I kept seeing that video of the St. Mark's crowd in my Twitter feed over the weekend and, frankly, I felt that same impulse to shame and judge. But I'm in my 40s and live in a small but comfortable home with a backyard, cats, a partner whose company I enjoy and a well-stocked liquor cabinet. It's curmudgeonly of me to begrudge pleasure to a 20-something single person living in a cramped New York apartment who hasn't seen a friend or gotten laid in months. People do not live on bread alone, and progressives should certainly understand that.
Instead of attacking people for going out and having fun, I'm angry with Trump and the Republicans for even putting us in this situation.
The lockdown was never supposed to be the solution. It was an emergency measure, meant to buy time to come up with a real solution. It was reasonable to ask people to stay at home for a few months — which is why the conservative protesters who demanded that we reopen without a plan were wrong — but now that there's no plan and no possibility of a plan, it's unfair and unrealistic to expect people to give up their lives indefinitely with no hope of relief.
Literally, that's what government is for: Drafting policies to manage big problems, instead of just leaving it up to the masses of people making individual choices. But we don't have a functioning federal government right now, so here we are.
In the meantime, the better approach to our current public health care crisis is not to follow the failed abstinence-only approach for which progressives have rightly derided conservatives when it came to sexually transmitted infections.

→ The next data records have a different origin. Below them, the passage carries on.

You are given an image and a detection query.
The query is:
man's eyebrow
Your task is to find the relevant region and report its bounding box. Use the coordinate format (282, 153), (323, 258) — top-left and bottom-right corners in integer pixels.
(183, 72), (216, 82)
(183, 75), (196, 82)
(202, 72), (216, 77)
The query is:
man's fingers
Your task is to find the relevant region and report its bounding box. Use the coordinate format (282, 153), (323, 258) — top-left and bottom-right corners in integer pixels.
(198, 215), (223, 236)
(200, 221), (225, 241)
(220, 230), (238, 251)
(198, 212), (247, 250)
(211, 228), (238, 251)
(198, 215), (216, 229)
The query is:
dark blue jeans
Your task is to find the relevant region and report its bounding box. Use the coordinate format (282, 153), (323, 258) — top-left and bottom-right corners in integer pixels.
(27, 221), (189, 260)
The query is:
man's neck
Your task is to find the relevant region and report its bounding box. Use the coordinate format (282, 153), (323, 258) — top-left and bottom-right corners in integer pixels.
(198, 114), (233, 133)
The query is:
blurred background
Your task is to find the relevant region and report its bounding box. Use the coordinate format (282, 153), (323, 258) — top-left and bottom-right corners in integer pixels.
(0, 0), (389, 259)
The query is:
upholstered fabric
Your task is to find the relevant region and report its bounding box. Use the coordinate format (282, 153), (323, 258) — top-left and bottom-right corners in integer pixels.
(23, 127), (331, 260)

I get why it feels easier to yell at people for giving up on the lockdown, rather than to keep yelling at Trump. Trump doesn't care. He's made it clear he doesn't care. Ordinary people do care, however, and seem easier to persuade.

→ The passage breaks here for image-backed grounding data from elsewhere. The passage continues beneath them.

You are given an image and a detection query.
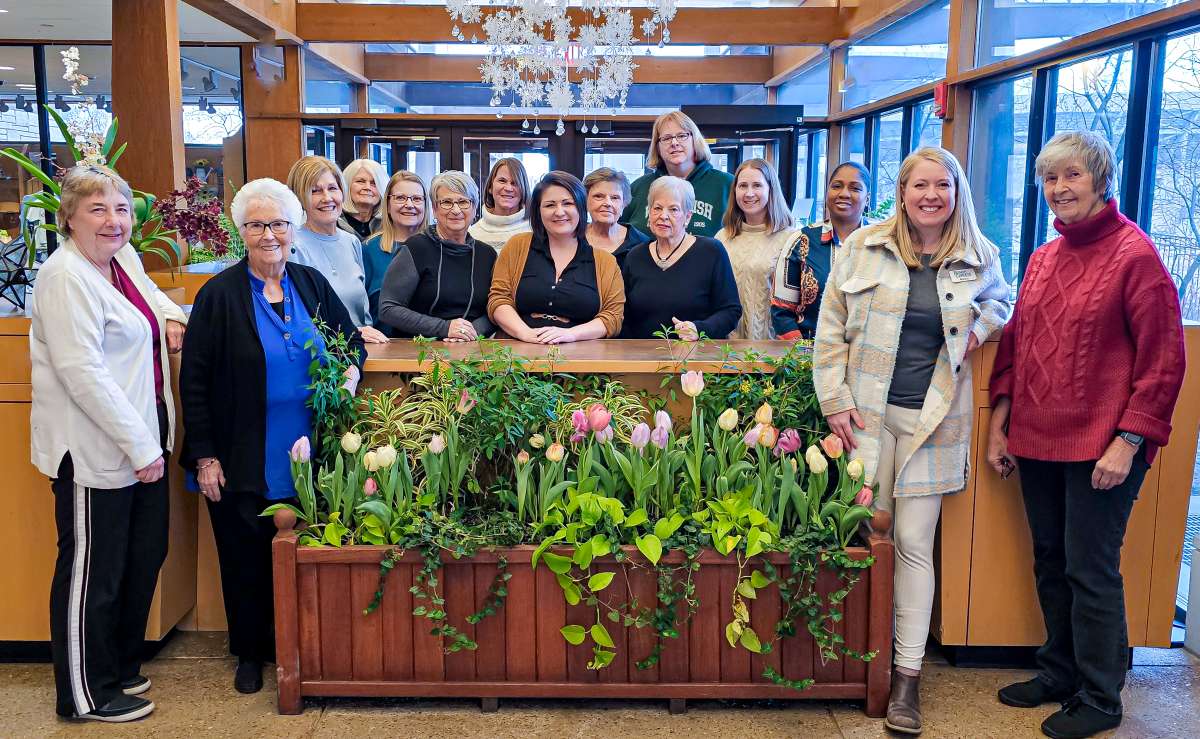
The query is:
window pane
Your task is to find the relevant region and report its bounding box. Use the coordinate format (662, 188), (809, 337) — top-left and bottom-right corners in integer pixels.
(777, 58), (830, 117)
(977, 0), (1188, 67)
(969, 74), (1033, 293)
(1148, 29), (1200, 322)
(844, 1), (949, 109)
(912, 99), (943, 149)
(0, 46), (40, 255)
(842, 118), (866, 164)
(1043, 47), (1133, 241)
(871, 110), (904, 218)
(585, 139), (649, 184)
(813, 129), (828, 220)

The problem with that, however, is that those folks did their part. They sacrificed for months, often losing their jobs and suffering serious mental health consequences. They were failed by a federal government that didn't step up and do its job. If they have decided to throw caution to the wind and live their lives, well, that's only human.
It's time for progressives to embrace an approach that incorporates the understanding that human beings need to live their lives, not just sustain their bodies: Harm reduction, meaning an approach that educates people on measures they can do to reduce risks rather than absolutist prescriptions. That works to reduce HIV transmission and it will have to work here and now with coronavirus, because people's tolerance for lockdown is not infinite.

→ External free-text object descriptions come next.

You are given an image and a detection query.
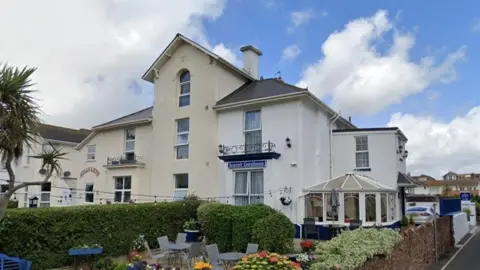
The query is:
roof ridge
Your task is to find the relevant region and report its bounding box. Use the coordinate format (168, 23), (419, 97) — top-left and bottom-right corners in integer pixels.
(38, 123), (90, 133)
(93, 106), (153, 128)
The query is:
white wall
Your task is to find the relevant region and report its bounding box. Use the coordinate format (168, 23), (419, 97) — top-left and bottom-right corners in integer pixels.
(217, 98), (333, 224)
(151, 43), (247, 199)
(332, 131), (403, 188)
(452, 212), (469, 245)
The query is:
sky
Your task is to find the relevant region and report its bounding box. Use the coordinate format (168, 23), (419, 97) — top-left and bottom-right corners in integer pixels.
(0, 0), (479, 178)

I'm not the first person to say this, to be clear. An increasing number of public health experts are working on guidelines that will allow individuals to gauge the risk to themselves and others, and balance that against their very human needs to feel pleasure and experience companionship. These kinds of guidelines, such as wearing a mask and socializing outside, won't eliminate the spread of the virus, and probably won't get it below the levels we were hoping for. Without a central federal plan, however, that's the best we can do.
Expecting millions of Americans to give up their lives indefinitely was never supposed to be the plan. As we see now, it's not a workable solution. The fact that we don't have a better replacement is Trump's fault. So focus your ire on him and his enablers, not on ordinary Americans who have given up on a lockdown that was never supposed to last forever.